To enable MCP servers for the Amazon Q Developer CLI, configure the settings file, typically located at ~/.aws/amazonq/mcp.json for global access. Ensure necessary AWS credentials permit API calls for the selected servers.

~/.aws/amazonq/mcp.json

{
  "mcpServers": {
    "awslabs.core-mcp-server": {
      "command": "uvx",
      "args": ["awslabs.core-mcp-server@latest"],
      "env": {
        "FASTMCP_LOG_LEVEL": "ERROR"
      }
    }
  }
}

Getting Started with Cline and Amazon Bedrock

Using Cline with Amazon Bedrock requires enabling the desired foundation models within your AWS account, as interaction incurs standard AWS charges. After installing the Cline VS Code Extension, access the MCP Server configuration panel.
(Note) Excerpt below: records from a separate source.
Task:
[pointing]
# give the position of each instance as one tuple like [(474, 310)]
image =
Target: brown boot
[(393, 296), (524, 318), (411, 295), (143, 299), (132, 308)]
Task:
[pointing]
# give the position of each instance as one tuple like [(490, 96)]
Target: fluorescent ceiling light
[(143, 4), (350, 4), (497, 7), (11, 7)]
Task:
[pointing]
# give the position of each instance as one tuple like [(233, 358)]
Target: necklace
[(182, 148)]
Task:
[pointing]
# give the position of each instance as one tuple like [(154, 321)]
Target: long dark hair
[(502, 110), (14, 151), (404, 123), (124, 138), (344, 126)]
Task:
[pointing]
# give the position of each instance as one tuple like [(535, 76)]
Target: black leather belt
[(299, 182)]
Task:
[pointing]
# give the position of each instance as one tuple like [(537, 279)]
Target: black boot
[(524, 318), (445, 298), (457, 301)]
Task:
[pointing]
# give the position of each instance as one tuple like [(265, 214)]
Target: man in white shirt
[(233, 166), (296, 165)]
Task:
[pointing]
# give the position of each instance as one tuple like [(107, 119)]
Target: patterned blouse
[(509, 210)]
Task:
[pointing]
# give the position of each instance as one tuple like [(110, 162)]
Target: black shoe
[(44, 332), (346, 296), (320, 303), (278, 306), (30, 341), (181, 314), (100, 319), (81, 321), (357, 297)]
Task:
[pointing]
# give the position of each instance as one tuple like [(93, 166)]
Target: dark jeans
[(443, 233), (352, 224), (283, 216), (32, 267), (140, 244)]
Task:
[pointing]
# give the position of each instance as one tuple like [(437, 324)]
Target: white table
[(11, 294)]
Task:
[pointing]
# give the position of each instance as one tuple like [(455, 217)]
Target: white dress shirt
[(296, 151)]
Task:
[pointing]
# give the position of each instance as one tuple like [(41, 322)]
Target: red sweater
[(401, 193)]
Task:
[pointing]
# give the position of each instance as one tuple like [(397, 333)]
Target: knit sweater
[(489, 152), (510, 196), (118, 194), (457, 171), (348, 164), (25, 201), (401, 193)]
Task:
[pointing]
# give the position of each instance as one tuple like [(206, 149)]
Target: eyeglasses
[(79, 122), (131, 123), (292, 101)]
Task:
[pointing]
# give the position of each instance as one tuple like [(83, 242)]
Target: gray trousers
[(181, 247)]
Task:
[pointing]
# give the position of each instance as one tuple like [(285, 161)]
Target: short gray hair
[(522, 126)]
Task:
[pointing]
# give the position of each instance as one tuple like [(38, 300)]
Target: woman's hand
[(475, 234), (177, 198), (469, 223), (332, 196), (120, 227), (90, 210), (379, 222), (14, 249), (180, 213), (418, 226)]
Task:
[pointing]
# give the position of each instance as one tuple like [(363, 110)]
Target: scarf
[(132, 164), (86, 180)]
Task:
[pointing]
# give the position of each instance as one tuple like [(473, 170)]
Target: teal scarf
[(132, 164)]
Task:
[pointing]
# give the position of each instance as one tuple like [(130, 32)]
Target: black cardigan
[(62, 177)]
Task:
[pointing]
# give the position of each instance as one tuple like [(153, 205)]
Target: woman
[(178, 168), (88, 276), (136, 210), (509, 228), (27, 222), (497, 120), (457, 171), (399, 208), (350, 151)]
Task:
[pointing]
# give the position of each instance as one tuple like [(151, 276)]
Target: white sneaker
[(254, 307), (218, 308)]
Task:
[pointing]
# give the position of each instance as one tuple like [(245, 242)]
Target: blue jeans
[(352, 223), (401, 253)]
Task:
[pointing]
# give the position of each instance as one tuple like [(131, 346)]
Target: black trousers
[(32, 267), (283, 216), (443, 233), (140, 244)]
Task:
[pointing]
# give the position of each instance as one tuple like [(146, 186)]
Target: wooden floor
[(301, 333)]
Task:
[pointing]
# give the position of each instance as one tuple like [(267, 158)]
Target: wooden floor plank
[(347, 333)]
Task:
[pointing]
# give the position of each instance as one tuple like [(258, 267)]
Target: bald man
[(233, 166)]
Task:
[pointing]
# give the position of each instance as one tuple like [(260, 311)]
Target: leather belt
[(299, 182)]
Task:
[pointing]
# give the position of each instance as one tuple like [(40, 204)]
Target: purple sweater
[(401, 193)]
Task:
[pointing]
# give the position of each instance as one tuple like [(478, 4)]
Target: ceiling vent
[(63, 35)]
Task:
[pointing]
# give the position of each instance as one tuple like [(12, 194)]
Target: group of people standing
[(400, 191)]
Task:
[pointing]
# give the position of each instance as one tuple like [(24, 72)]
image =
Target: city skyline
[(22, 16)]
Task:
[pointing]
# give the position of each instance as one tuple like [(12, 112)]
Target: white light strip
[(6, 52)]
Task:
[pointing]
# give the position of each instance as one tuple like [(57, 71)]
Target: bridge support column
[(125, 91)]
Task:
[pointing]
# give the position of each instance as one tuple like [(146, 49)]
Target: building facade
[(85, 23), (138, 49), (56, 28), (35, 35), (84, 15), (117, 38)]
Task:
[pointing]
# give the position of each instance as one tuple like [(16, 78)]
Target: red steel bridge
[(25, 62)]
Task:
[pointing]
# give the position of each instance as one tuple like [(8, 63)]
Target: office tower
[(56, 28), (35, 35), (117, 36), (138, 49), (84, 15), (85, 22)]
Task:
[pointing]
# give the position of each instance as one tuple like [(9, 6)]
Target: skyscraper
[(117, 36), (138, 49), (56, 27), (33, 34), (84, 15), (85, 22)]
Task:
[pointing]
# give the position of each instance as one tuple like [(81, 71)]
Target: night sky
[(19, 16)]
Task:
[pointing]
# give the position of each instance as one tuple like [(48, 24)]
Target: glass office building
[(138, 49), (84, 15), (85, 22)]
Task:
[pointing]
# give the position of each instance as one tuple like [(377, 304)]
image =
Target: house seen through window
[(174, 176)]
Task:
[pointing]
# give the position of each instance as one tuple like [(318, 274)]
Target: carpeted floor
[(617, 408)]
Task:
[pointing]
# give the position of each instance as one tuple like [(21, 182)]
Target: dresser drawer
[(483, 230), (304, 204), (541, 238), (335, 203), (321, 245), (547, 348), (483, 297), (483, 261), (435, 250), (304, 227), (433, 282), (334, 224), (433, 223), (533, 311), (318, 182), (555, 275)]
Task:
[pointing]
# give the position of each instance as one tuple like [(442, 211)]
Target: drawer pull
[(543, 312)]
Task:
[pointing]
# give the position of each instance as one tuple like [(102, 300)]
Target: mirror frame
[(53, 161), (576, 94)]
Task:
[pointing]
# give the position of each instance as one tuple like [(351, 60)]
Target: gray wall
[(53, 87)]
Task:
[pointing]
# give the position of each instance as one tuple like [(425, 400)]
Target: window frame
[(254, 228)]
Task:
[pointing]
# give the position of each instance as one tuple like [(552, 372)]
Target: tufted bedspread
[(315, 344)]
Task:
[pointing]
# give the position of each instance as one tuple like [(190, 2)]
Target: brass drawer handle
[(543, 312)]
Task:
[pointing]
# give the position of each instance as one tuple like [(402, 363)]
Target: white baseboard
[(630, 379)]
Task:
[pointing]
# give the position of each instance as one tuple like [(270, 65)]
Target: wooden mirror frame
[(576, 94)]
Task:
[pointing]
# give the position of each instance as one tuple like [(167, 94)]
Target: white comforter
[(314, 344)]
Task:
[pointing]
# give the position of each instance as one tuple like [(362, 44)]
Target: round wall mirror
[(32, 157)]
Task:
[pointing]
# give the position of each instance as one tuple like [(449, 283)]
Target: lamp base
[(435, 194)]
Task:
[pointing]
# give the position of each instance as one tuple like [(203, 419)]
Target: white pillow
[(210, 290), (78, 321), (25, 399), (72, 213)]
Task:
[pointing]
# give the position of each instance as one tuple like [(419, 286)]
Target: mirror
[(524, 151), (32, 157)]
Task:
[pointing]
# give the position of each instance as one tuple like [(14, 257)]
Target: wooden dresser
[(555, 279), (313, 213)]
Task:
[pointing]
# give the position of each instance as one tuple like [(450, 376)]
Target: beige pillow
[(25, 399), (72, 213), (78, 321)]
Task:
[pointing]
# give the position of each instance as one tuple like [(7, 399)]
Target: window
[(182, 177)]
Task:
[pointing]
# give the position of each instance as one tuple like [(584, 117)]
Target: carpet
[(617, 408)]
When configuring servers, note that using the AWS Profile authentication method is preferred over static credentials for better credential rotation and security.

When defining the core server entry in cline_mcp_settings.json, specify the execution utility and arguments:

cline_mcp_settings.json

json { "mcpServers": { "awslabs.core-mcp-server": { "command": "uvx", "args": ["awslabs.core-mcp-server@latest"], "env": { "FASTMCP_LOG_LEVEL": "ERROR", "MCP_SETTINGS_PATH": "path to your mcp settings file" } } } } }

It is vital to set a custom instruction within Cline to mandate the use of the mcp-core server at the beginning of every processing cycle to guarantee contextual grounding.

Security

Security controls are integrated across many of these tools, for instance, the AWS IAM MCP Server helps enforce least-privilege access definitions. Before deploying any infrastructure suggested by an AI assistant utilizing these servers, always review the generated code to maintain accountability and confirm compliance with organizational security mandates.

Conclusion

These AWS MCP Servers standardize the mechanism by which large language models securely access timely, accurate information regarding AWS services and infrastructure patterns. By leveraging this framework, developers enhance their productivity while ensuring that AI-assisted cloud operations are built upon a foundation of robust technical knowledge and strong security practices. This approach aids in maintaining system integrity against potential vulnerabilities arising from outdated or incomplete knowledge.